In Ukraine, Russians and Ukrainians have lived side by side for generations. Russian is Zubarieva’s first language, then she learned English and then Ukrainian.
“He’s killing people of his own. In USSR, people were really proud they defeated the Nazis and everyone fought together, and right now those great-grandparents would be shocked if they found out what is happening,” Zubarieva said.
“Sometimes I feel really ashamed that Russian is my mother language, because Ukrainian is much more beautiful and Russian is the language of our invaders,” she said.
When asked what she wanted to be when she is older, she replied without hesitation.
“I want to be a politician of a kind. I want to show people what they make children and women go through. Women have to give birth in bomb shelters. Hospitals are being bombed. There are videos of small children, a 6-year-old girl, they tried to give her CPR, but she died,” she said.
“As a child, I remember how everyone was friends, nobody was spreading lies about each other's countries, and now Russia is writing propaganda," she said. "They say ‘If you make a fake video or film a Ukrainian bomb and say it’s Ukrainians bombing Russians, then they will get $500 just for a fake video.'
“You cannot trust anything in Russia at the moment,” she said.
If Zubarieva cannot return home at the end of the school year, she has plans to apply for political asylum and then work on getting her family to safety. In the meantime, she’s trying to raise money to help her family and friends back home survive.
“The biggest thing I’m trying to do is help as much as I can by reposting what I can, and we’re going to start fundraising,” she said. With assistance from her host mother, Briana LaVine Leigh, she started a Facebook page called Help for Mariupol, Ukraine .
Starting March 8, she will be selling T-shirts with her artwork, pins, magnets and bracelets, and the money she raises will be sent back home to help buy food, medicine, baby formula and “even bread,” she said.
And because money most likely won’t be able to be transferred by bank, she’s found more creative ways to send money home over the internet.
For Leigh and her family, who are hosting a second exchange student from Turkey as well, the experience of helping Zubarieva through this time away from home and family has been humbling.

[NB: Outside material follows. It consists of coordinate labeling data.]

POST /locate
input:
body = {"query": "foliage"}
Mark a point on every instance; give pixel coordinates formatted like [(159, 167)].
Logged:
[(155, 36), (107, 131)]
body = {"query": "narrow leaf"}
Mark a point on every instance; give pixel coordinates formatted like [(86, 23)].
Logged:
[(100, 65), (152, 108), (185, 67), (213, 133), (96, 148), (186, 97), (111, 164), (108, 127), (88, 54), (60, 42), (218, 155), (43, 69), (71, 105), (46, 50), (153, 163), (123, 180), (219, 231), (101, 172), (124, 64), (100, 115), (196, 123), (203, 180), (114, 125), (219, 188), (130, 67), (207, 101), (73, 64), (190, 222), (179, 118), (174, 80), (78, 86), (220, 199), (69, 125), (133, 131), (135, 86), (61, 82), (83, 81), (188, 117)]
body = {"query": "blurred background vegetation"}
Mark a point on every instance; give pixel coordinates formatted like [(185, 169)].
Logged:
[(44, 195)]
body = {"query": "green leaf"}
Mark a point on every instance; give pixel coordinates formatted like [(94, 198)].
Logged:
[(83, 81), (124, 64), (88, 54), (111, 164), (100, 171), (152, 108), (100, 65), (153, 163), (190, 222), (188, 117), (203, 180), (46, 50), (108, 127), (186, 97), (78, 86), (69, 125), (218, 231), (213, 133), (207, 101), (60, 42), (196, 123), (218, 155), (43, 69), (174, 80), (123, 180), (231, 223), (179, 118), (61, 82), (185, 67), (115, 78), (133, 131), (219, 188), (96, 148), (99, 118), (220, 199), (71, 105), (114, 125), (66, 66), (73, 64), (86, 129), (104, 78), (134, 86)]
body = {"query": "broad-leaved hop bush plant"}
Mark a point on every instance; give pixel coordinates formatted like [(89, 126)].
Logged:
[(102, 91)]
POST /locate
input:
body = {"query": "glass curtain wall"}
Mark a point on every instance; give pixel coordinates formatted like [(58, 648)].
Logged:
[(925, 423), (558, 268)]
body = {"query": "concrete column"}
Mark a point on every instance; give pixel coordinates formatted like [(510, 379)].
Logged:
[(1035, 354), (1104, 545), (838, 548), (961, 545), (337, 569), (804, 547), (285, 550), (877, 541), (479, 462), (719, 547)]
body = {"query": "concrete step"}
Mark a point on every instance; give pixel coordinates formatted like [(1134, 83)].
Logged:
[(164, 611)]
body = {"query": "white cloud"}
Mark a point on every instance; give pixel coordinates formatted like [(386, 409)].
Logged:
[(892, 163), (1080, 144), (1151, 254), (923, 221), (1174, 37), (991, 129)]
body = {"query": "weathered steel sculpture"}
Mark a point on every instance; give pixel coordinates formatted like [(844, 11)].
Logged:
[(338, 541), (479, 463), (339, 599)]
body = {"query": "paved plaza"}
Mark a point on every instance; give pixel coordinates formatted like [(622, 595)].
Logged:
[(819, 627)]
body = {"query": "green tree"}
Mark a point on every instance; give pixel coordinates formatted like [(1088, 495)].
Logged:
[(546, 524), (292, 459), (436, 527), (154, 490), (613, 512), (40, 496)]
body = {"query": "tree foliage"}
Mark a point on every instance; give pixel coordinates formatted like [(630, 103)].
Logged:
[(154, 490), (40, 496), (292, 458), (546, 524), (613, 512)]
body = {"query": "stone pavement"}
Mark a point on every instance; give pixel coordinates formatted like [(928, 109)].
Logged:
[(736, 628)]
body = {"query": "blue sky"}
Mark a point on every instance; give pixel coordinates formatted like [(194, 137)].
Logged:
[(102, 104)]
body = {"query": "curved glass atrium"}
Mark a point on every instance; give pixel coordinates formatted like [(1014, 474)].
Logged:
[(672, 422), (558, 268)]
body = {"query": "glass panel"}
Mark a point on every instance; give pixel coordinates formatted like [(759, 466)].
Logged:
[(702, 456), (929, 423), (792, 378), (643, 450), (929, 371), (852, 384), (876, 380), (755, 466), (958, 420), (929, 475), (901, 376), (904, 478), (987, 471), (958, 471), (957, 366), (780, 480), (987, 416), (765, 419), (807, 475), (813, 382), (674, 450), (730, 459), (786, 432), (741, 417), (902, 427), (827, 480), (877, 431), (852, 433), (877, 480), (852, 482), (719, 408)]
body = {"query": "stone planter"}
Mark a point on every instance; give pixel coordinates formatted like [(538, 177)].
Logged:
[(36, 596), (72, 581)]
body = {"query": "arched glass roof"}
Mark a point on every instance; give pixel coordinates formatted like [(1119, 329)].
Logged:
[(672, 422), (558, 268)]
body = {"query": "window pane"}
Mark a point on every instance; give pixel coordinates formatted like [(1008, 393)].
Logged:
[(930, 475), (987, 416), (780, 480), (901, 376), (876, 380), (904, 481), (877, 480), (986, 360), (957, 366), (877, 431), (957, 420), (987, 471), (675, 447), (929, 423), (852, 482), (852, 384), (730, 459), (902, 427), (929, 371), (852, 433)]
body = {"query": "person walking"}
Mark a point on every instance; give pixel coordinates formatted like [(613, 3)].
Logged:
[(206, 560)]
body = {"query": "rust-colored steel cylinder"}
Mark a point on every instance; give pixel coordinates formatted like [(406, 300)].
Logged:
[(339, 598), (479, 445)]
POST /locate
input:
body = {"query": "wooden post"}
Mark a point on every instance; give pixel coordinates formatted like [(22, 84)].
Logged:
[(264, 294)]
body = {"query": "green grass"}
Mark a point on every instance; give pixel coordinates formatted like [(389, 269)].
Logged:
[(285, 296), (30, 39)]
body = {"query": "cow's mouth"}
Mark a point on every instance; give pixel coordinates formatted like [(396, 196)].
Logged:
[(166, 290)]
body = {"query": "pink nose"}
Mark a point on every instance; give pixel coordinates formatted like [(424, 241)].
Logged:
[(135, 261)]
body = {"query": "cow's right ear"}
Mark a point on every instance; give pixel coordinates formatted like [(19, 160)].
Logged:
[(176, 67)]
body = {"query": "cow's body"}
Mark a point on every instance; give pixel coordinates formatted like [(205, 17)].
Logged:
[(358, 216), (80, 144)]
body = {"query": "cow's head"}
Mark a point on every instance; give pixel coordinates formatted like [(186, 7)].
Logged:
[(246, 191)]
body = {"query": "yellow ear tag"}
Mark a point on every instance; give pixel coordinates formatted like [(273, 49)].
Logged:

“We do it because of the benefit to the foreign exchange student, but living in a small town, it’s really good for our kids, too, meeting kids from other places and to know that there are other things going on in the world,” Leigh said.
People who know her are already offering assistance, Zubarieva said, but knowing the right words to say isn’t easy.
“My friends ask me a lot how things are going and it’s really difficult to find the right answers," she said. "I usually say ‘It could be worse, it could be better.’ I have to find the right answers, and sometimes I don’t want to speak. It’s really difficult not to be angry."